横浜国立大学(横浜国大)と東京工業大学(東工大)は5月30日、今後、耐用年数が過ぎて廃棄量の増加が予想される太陽光パネルに含まれるシリコンに見立てて、太陽光パネル製造で排出されるシリコンウェハを還元剤として活用することで、CO2のギ酸・メタノールなどへの約7割という高い収率での触媒的合成に成功したことを発表した。

同成果は、横浜国大大学院 工学研究院の本倉健教授(東工大 物質理工学院 特定教授兼任)らの研究チームによるもの。
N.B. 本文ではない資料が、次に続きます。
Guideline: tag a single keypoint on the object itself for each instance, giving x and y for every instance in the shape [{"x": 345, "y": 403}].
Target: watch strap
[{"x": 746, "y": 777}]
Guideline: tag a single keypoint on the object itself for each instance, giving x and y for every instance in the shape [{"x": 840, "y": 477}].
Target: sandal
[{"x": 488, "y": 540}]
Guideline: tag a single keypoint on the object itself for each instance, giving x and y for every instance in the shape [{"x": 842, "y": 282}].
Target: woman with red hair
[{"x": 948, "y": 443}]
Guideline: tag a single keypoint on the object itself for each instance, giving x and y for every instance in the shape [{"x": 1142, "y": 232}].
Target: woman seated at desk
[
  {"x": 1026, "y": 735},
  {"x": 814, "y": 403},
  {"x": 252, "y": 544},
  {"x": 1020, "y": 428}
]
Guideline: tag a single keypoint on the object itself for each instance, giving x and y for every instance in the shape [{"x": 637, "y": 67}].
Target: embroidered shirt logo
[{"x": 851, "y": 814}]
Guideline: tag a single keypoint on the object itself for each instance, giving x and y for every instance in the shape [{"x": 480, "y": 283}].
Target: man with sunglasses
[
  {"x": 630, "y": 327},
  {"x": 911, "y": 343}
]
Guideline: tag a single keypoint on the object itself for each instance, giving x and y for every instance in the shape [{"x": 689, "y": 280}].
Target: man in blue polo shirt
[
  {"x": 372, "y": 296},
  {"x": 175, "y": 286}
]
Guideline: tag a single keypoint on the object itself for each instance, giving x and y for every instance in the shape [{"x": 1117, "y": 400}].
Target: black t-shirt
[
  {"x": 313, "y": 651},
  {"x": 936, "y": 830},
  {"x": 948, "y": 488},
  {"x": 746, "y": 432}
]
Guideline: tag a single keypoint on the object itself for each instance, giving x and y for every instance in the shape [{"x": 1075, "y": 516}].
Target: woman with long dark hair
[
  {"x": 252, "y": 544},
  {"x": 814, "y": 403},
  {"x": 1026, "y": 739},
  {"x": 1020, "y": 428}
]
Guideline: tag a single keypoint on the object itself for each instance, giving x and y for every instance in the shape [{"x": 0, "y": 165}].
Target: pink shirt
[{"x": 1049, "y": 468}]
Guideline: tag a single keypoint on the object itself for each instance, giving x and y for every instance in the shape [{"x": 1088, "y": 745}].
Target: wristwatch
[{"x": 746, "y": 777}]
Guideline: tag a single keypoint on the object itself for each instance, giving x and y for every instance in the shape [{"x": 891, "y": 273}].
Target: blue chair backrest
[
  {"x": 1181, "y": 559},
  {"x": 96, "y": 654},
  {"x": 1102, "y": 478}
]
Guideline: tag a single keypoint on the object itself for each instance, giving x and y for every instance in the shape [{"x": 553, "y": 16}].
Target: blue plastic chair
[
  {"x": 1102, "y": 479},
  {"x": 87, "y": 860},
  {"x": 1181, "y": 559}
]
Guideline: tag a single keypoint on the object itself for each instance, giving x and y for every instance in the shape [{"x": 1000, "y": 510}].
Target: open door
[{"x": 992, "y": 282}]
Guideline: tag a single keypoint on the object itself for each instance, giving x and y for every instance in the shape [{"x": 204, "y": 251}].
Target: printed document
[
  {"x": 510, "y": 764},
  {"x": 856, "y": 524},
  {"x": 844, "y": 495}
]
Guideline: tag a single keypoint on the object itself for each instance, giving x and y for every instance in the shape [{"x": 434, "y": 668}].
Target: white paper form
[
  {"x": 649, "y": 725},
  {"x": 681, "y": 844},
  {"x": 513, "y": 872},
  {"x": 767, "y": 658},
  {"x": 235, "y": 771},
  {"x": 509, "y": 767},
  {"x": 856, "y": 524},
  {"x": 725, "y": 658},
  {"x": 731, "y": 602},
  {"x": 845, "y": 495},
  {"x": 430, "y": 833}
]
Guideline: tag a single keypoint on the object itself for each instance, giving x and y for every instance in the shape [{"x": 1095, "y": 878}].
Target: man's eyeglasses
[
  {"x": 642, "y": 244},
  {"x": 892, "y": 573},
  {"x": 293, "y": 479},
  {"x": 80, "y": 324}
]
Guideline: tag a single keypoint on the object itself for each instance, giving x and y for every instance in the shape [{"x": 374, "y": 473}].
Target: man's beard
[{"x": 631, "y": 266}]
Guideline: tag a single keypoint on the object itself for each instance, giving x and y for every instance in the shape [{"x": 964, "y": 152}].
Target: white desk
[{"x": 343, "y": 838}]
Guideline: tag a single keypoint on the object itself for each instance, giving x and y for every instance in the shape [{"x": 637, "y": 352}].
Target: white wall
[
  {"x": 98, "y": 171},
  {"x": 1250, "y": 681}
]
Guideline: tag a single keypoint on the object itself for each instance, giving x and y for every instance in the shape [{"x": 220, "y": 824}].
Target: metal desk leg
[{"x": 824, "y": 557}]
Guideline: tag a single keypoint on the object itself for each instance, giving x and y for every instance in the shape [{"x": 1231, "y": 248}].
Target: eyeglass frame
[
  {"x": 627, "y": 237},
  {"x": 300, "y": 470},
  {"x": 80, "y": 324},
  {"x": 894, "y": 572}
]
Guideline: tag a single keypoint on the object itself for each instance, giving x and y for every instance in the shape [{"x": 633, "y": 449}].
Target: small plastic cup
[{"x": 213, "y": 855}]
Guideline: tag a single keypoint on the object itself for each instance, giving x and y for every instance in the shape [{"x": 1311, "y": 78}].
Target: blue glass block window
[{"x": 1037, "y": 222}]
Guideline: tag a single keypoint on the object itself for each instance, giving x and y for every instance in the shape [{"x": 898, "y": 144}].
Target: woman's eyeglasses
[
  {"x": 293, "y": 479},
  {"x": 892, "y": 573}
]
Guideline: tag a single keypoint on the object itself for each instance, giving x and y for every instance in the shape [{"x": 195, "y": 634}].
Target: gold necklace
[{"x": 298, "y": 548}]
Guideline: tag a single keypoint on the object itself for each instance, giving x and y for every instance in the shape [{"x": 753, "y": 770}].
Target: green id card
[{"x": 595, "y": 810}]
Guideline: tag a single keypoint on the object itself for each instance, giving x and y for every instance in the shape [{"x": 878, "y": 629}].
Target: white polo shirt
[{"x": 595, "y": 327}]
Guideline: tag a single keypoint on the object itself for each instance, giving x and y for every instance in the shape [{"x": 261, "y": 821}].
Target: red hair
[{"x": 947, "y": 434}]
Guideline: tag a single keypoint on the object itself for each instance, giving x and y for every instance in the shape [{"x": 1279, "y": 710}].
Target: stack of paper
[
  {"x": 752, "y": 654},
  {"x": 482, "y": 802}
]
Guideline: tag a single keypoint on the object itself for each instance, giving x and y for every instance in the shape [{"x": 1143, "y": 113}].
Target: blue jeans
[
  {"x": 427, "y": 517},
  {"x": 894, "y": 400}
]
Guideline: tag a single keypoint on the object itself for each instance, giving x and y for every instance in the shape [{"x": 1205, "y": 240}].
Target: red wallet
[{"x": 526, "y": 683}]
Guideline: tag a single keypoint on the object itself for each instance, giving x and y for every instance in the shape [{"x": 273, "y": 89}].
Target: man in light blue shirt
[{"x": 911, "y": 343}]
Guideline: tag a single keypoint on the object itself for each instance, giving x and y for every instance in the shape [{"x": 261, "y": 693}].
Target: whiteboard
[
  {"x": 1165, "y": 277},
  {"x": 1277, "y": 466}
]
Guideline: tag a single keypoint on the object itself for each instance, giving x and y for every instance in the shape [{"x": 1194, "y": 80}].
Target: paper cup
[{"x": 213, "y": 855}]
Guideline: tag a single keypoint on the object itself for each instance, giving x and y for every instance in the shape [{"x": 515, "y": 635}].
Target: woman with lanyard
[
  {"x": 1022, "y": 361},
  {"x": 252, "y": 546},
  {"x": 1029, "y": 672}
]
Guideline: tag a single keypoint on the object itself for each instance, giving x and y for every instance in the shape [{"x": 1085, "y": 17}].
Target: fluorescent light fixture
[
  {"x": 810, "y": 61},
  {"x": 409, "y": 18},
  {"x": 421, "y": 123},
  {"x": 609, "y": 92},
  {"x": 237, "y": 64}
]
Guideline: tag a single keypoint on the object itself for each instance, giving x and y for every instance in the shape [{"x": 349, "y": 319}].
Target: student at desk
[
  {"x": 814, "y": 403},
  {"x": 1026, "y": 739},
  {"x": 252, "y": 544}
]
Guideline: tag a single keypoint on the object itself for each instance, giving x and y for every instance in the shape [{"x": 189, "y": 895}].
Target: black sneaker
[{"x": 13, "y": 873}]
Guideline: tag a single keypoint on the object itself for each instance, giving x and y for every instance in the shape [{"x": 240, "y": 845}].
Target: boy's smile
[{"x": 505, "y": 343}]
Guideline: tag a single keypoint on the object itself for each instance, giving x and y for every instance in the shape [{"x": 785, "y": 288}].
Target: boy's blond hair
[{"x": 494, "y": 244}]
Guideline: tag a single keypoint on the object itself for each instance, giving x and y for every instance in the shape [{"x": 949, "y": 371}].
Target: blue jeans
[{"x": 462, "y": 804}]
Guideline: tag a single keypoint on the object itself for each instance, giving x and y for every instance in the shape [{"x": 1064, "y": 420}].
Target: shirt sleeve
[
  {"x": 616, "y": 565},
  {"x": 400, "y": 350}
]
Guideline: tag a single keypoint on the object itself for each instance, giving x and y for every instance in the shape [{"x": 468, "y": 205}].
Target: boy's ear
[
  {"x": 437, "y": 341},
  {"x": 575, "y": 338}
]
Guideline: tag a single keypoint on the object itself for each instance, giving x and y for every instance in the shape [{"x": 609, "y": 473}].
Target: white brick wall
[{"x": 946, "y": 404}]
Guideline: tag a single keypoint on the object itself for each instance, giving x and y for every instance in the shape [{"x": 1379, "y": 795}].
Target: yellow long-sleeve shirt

詳細は、英国王立化学会が刊行するエネルギーに関する全般を扱うオープンアクセスジャーナル「Energy Advances」に掲載された。

CO2を排出しないことから再生可能エネルギーへの注目度が高まっており、中でも、太陽光パネルは一般家庭での導入も進んでいる。しかし、太陽光パネルは耐用年数はおよそ30年といわれており、2050年頃には世界においておよそ6000万~7800万トンものパネルが廃棄されることが予想されている。

太陽光パネルのリサイクルにおいて課題となるのが材料として用いられているシリコンの扱いで、現状ではその明確なリサイクル方法は確立されていない。発電セルに利用されているシリコンはパネル全体の重量当たり2~3%ほどだが、大量にパネルが廃棄されることとなれば、その量はおよそ120万~234万トンと試算され、そのままの廃棄は、新たな環境問題を生むことが懸念されるため、リサイクル方法の開発が必要とされている。

そこで研究チームは今回、太陽光パネルの製造工程で排出されるシリコンウェハを還元剤として活用し、CO2を有機資源へ変換する触媒反応の創出を試みることにしたという。そして、還元剤としてシリコンウェハが活用可能であることを見出し、CO2をギ酸やメタノールなどの有用な有機化合物に変換する触媒反応の創出にも成功したとする。